И прежде чем мы коснемся идей, давайте поговорим о языке, об этой écriture, которая сама по себе является диагнозом. Проза этого текста стерильна, как операционная. Она лишена плоти, текстуры, запаха. Это протокольный язык, язык инструкции по сборке, где персонажи движутся, а глаголы описывают их функции. «Волчица принялась гладить своей лапкой сквозь штаны член молодого брюнета» — здесь нет ни страсти, ни даже похоти; здесь есть лишь констатация механического действия. Это письмо, лишенное телесного низа, анемичное и безжизненное. Оно не пытается соблазнить, ужаснуть или возбудить; оно лишь информирует. Это идеальный язык для мира, лишенного субъективности, — язык, который сам стал функцией, инструментом для описания других инструментов.
Вспомните оригинал!
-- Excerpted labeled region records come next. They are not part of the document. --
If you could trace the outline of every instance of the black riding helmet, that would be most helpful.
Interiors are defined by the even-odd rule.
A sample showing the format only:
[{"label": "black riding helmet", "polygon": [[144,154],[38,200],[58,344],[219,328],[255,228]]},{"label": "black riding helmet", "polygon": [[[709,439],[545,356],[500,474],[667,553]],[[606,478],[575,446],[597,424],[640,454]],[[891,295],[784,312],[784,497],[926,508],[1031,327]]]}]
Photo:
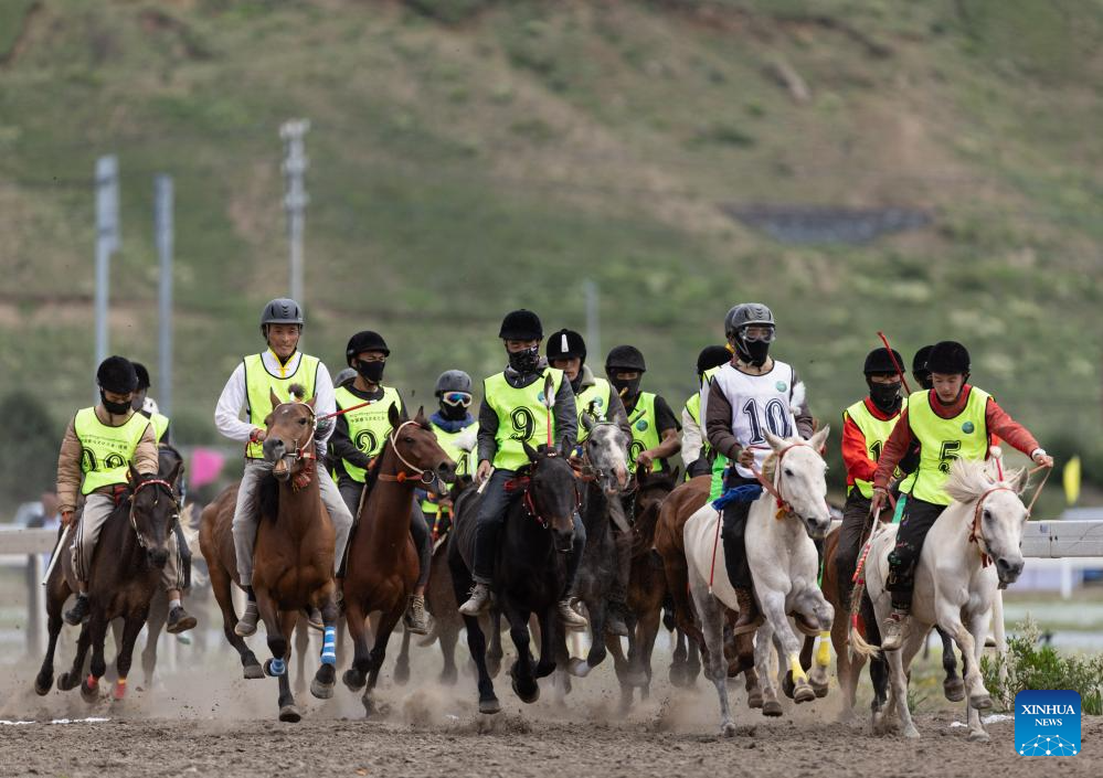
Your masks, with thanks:
[{"label": "black riding helmet", "polygon": [[96,370],[96,383],[105,392],[130,394],[138,388],[138,374],[125,356],[108,356]]},{"label": "black riding helmet", "polygon": [[931,373],[941,373],[944,375],[968,375],[968,349],[957,341],[940,341],[931,347],[931,353],[926,358],[926,369]]},{"label": "black riding helmet", "polygon": [[893,349],[890,354],[889,350],[882,347],[880,349],[873,349],[871,352],[866,354],[866,364],[862,367],[862,373],[866,375],[895,375],[897,365],[902,365],[903,363],[904,358],[900,355],[899,351]]},{"label": "black riding helmet", "polygon": [[554,360],[580,360],[585,363],[586,342],[574,330],[564,329],[559,332],[552,332],[548,337],[545,355],[549,362]]},{"label": "black riding helmet", "polygon": [[543,340],[544,328],[540,323],[539,316],[521,308],[506,315],[501,320],[498,337],[502,340]]},{"label": "black riding helmet", "polygon": [[634,345],[617,345],[609,351],[605,358],[605,372],[612,373],[614,370],[647,372],[644,364],[644,354]]},{"label": "black riding helmet", "polygon": [[349,339],[349,344],[344,348],[344,361],[351,367],[352,360],[357,358],[357,354],[362,354],[365,351],[382,351],[383,356],[391,355],[391,350],[386,348],[386,341],[379,332],[363,330]]}]

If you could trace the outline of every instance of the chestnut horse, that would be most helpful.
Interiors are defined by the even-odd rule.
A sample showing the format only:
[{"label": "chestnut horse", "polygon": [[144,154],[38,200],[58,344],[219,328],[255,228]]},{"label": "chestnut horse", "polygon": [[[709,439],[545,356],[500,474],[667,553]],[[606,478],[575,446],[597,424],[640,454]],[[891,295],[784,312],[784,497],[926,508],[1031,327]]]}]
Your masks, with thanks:
[{"label": "chestnut horse", "polygon": [[[352,691],[364,690],[369,716],[375,712],[373,692],[386,643],[417,583],[420,563],[410,534],[414,489],[456,477],[456,463],[441,448],[422,408],[412,420],[401,418],[394,404],[388,413],[392,431],[368,471],[349,537],[343,587],[344,616],[356,648],[343,681]],[[382,616],[369,649],[365,619],[376,610]]]},{"label": "chestnut horse", "polygon": [[[293,384],[293,396],[301,397],[301,386]],[[227,487],[203,510],[199,532],[200,548],[211,574],[211,587],[222,609],[222,627],[230,643],[241,654],[245,678],[279,679],[279,721],[301,718],[288,681],[290,637],[304,608],[321,611],[326,642],[337,633],[337,604],[333,597],[333,524],[321,501],[318,486],[314,398],[305,403],[282,403],[272,393],[273,411],[264,419],[267,434],[264,458],[272,462],[272,476],[259,484],[259,523],[253,552],[253,594],[268,635],[272,659],[263,671],[245,641],[234,633],[237,615],[231,598],[231,583],[241,586],[234,555],[232,524],[237,486]],[[322,649],[321,665],[310,684],[310,693],[325,700],[333,695],[337,658]]]}]

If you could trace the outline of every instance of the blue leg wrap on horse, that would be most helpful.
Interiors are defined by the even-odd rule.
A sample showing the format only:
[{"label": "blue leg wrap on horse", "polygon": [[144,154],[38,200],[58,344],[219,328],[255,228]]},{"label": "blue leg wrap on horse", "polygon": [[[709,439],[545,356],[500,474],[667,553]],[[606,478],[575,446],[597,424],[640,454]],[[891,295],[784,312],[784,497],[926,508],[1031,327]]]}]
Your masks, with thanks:
[{"label": "blue leg wrap on horse", "polygon": [[337,664],[337,628],[326,627],[326,637],[321,643],[321,663]]}]

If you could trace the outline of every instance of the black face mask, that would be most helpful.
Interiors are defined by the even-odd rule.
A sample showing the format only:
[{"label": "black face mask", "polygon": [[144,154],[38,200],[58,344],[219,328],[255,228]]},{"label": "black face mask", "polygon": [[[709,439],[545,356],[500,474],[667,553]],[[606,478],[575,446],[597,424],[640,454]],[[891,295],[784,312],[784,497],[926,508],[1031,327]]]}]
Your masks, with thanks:
[{"label": "black face mask", "polygon": [[509,366],[518,373],[532,373],[540,364],[540,347],[509,352]]},{"label": "black face mask", "polygon": [[383,380],[383,367],[386,366],[386,362],[364,362],[363,360],[357,360],[357,372],[364,381],[370,381],[373,384],[378,384]]},{"label": "black face mask", "polygon": [[878,411],[891,413],[900,407],[899,381],[891,384],[874,384],[867,379],[866,383],[869,384],[869,398],[873,401]]},{"label": "black face mask", "polygon": [[752,340],[745,344],[742,340],[735,341],[735,354],[744,364],[761,367],[766,364],[766,355],[770,353],[770,343],[764,340]]},{"label": "black face mask", "polygon": [[99,390],[99,402],[107,408],[107,413],[113,416],[125,416],[127,411],[130,409],[130,403],[113,403],[107,399],[107,395],[104,394],[103,390]]}]

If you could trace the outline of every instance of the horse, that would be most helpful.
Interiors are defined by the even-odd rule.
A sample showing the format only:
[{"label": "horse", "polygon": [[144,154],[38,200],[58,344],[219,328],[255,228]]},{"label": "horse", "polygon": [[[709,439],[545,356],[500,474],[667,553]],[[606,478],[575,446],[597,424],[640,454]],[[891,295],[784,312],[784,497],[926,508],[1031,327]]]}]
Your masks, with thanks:
[{"label": "horse", "polygon": [[584,456],[580,477],[585,482],[582,498],[582,523],[586,527],[586,547],[574,582],[574,596],[586,606],[591,643],[586,659],[569,658],[566,642],[561,646],[566,670],[577,678],[605,661],[605,619],[609,592],[616,585],[617,550],[611,521],[630,532],[621,503],[621,492],[628,483],[628,440],[615,422],[596,422],[582,415],[588,431],[583,444]]},{"label": "horse", "polygon": [[[953,636],[962,651],[968,695],[968,738],[988,740],[980,711],[991,707],[991,696],[980,676],[980,654],[988,622],[997,608],[998,587],[1015,583],[1025,564],[1019,548],[1022,525],[1030,515],[1019,498],[1025,486],[1024,470],[1000,477],[990,471],[989,462],[958,459],[951,466],[946,492],[954,501],[931,526],[923,543],[904,643],[899,651],[887,652],[889,716],[879,716],[874,711],[874,731],[884,728],[889,722],[883,720],[894,712],[905,737],[920,736],[908,710],[908,673],[927,632],[937,625]],[[897,527],[885,526],[869,541],[866,592],[878,626],[883,626],[892,610],[885,580],[888,555],[895,536]],[[1001,631],[1001,625],[997,629]],[[853,627],[850,642],[866,657],[880,652]]]},{"label": "horse", "polygon": [[[293,397],[305,391],[291,384]],[[295,704],[288,680],[296,619],[304,608],[321,611],[326,629],[321,663],[310,684],[319,700],[333,695],[337,658],[330,643],[336,637],[337,604],[333,586],[333,524],[321,501],[315,455],[317,417],[315,398],[280,402],[274,392],[272,413],[264,419],[264,458],[272,473],[259,484],[259,522],[253,552],[253,594],[264,620],[272,658],[259,665],[256,656],[234,632],[237,615],[231,597],[231,583],[241,586],[234,555],[232,523],[237,484],[226,488],[203,510],[200,548],[211,575],[211,587],[222,609],[222,627],[230,644],[242,659],[246,679],[279,679],[279,721],[298,722],[303,714]]]},{"label": "horse", "polygon": [[[807,441],[766,434],[773,451],[764,465],[763,479],[772,481],[773,487],[751,507],[745,536],[755,597],[765,616],[754,647],[765,715],[781,713],[768,668],[775,635],[781,643],[778,659],[788,662],[795,680],[794,702],[816,699],[800,664],[800,641],[787,617],[793,614],[818,630],[828,630],[835,615],[816,585],[819,558],[814,543],[814,539],[827,534],[831,523],[824,478],[827,465],[819,455],[829,430],[824,427]],[[738,604],[724,574],[721,521],[720,513],[706,505],[686,522],[685,543],[689,589],[709,647],[709,678],[720,697],[720,729],[730,737],[735,734],[735,723],[721,664],[721,640],[723,609],[727,606],[734,610]],[[714,575],[715,571],[720,575]]]},{"label": "horse", "polygon": [[[373,693],[386,643],[417,583],[420,563],[410,534],[414,489],[437,478],[450,482],[456,475],[456,463],[441,448],[422,408],[413,419],[404,419],[392,403],[388,420],[392,431],[368,472],[349,536],[343,586],[354,653],[342,680],[350,691],[364,690],[361,702],[368,716],[375,713]],[[365,619],[376,610],[382,615],[369,648]]]},{"label": "horse", "polygon": [[[92,557],[88,575],[88,620],[81,627],[76,657],[68,672],[57,679],[57,689],[68,691],[81,685],[81,696],[88,703],[99,699],[99,679],[107,671],[104,642],[112,619],[121,617],[125,622],[118,647],[114,697],[126,696],[127,675],[134,654],[134,644],[146,624],[149,600],[160,586],[161,569],[169,558],[169,537],[178,520],[179,504],[173,484],[182,469],[178,461],[166,478],[144,476],[131,468],[126,493],[119,500],[99,535]],[[67,547],[61,554],[46,580],[46,615],[50,642],[42,668],[34,680],[34,691],[44,695],[50,691],[54,673],[54,651],[62,628],[62,608],[68,596],[77,590],[76,575]],[[84,662],[92,648],[89,673],[82,681]]]},{"label": "horse", "polygon": [[621,706],[626,710],[635,689],[646,700],[651,683],[651,651],[658,636],[667,582],[661,557],[653,551],[660,508],[678,484],[679,471],[637,472],[633,501],[632,574],[628,578],[628,653],[622,651],[621,639],[606,636],[621,683]]},{"label": "horse", "polygon": [[[498,609],[509,621],[509,635],[517,648],[510,670],[512,688],[524,703],[540,697],[538,679],[556,668],[558,647],[563,641],[556,605],[566,578],[566,554],[574,540],[574,513],[579,487],[568,463],[570,448],[564,437],[560,447],[523,444],[529,465],[512,482],[515,499],[506,512],[495,571]],[[475,556],[475,516],[479,495],[473,494],[457,509],[448,550],[448,567],[456,600],[471,588]],[[529,652],[529,617],[540,627],[540,660],[533,664]],[[492,620],[494,621],[494,620]],[[486,636],[478,619],[465,616],[467,647],[478,672],[479,712],[498,713],[501,705],[487,671]]]}]

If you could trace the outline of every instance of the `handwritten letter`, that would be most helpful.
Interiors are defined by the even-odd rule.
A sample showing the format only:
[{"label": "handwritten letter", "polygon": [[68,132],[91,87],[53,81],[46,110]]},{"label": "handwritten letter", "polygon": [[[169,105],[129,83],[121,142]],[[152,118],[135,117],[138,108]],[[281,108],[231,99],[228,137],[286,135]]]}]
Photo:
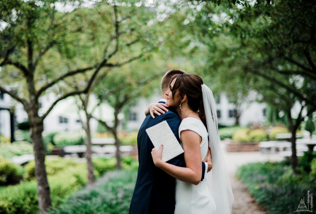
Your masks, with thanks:
[{"label": "handwritten letter", "polygon": [[161,160],[164,162],[184,152],[166,121],[148,128],[146,132],[157,150],[163,145]]}]

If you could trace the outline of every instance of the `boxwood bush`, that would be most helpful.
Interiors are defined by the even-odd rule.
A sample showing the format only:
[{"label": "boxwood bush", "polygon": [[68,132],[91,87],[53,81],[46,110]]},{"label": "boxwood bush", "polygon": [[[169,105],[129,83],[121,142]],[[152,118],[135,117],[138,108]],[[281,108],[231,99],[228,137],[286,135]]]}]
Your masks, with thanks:
[{"label": "boxwood bush", "polygon": [[[124,156],[122,159],[123,169],[137,169],[138,162],[137,160]],[[94,169],[94,173],[97,178],[106,172],[114,170],[116,164],[116,159],[114,158],[93,158],[92,161]],[[25,181],[15,186],[0,189],[0,213],[34,214],[38,212],[34,163],[33,161],[31,162],[25,166]],[[45,164],[53,207],[68,203],[68,199],[75,192],[87,184],[86,163],[58,157],[52,159],[46,158]],[[137,175],[137,171],[136,173]],[[120,175],[122,177],[126,176],[125,173]],[[131,188],[134,188],[134,186],[135,184]],[[132,189],[131,191],[132,194]]]},{"label": "boxwood bush", "polygon": [[33,146],[26,141],[0,143],[0,155],[6,159],[33,152]]},{"label": "boxwood bush", "polygon": [[136,170],[108,173],[93,187],[79,191],[64,205],[46,214],[127,213],[137,176]]},{"label": "boxwood bush", "polygon": [[23,168],[0,156],[0,185],[18,182],[22,178]]},{"label": "boxwood bush", "polygon": [[270,214],[294,213],[301,199],[305,196],[307,201],[308,190],[316,192],[315,175],[311,172],[309,175],[293,174],[288,161],[251,163],[237,169],[237,176],[255,201]]},{"label": "boxwood bush", "polygon": [[54,136],[53,139],[55,146],[59,147],[84,144],[85,139],[79,132],[59,133]]}]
Лес у Перро — это пространство Другого, территория травматического вторжения Реального, по Лакану. Отклонение от тропинки — это трансгрессия, шаг в неизвестность, где поджидает Волк, воплощение чистого, пожирающего желания. Что же мы видим здесь? Лес превратился в пригородный парк для пикников, в заранее оговоренное место для случки, где «юные подростки как фурри волков, так и людей... специально заходили... чтобы найти себе суженную». А Волк? О, этот текст совершает над ним самое страшное насилие — он его одомашнивает. Великий хищник, символ хаоса, превращен в жалкого фермера Петерсона, который решает аграрные споры, выдавая дочь замуж за сына соседа, потому что это «выгодно обеим семьям, как с финансовой, так и с демографической точки зрения». Настоящим «волком» здесь назначен Человек, но и он — волк биополитики Фуко. Его клыки — это не орудие разрыва плоти, а инструмент для оплодотворения, его голод — не экзистенциальная жажда, а плановая потребность в управлении популяцией.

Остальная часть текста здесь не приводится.